Лечение больной переносил хорошо. Клинические проявления бальнеореакции не фиксировались. Резких колебаний вегетативных индексов, характеризующих вегетативную обеспеченность и реактивность, не выявлено.
Адаптационная реакция, расцениваемая до лечения как реакция повышенной активации, после завершения лечебного курса находилась в пределах реакции спокойной активации, наиболее благоприятной для анаболических процессов, свидетельствующей об отсутствии напряжения адаптационных механизмов и адекватности лечебной нагрузки.
По окончании лечебного курса у больного исчезли боли в суставах как при движении, так и в покое, увеличилась амплитуда движений в правом коленном суставе со 115° до 138°, в левом со 120° до 140°, значительно уменьшились общая слабость и потливость.
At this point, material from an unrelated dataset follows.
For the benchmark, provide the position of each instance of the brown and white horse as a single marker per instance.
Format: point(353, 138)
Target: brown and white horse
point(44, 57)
Отмечена нормализация исходно измененных биохимических и иммунологических показателей крови: сиаловая кислота - 2,44 ммоль/л, церулоплазмин - 398 мг/л, каталаза - 21,4 мккатал/л, малоновый диальдегид - 3,1 ммоль/л, Т-лимфоциты - 47%, В-лимфоциты - 23%, Ig А-2,6 г/л, Ig G-17,8 г/л, ЦИК - 93 усл.ед.
Непосредственный результат лечения оценен как значительное улучшение. Контрольные обследования, проводимые пациенту через 3, 6, 9 месяцев, выявили отсутствие эпизодов обострения заболевания в течение всего периода наблюдения и сохранение достигнутого терапевтического эффекта.
Пример 2. Больной П., 54 лет, история болезни №205, поступил на лечение в отделение восстановительной терапии Томского НИИ курортологии и физиотерапии с диагнозом: первичный двухсторонний коксартроз, Rg стадия II, недостаточность функции суставов I.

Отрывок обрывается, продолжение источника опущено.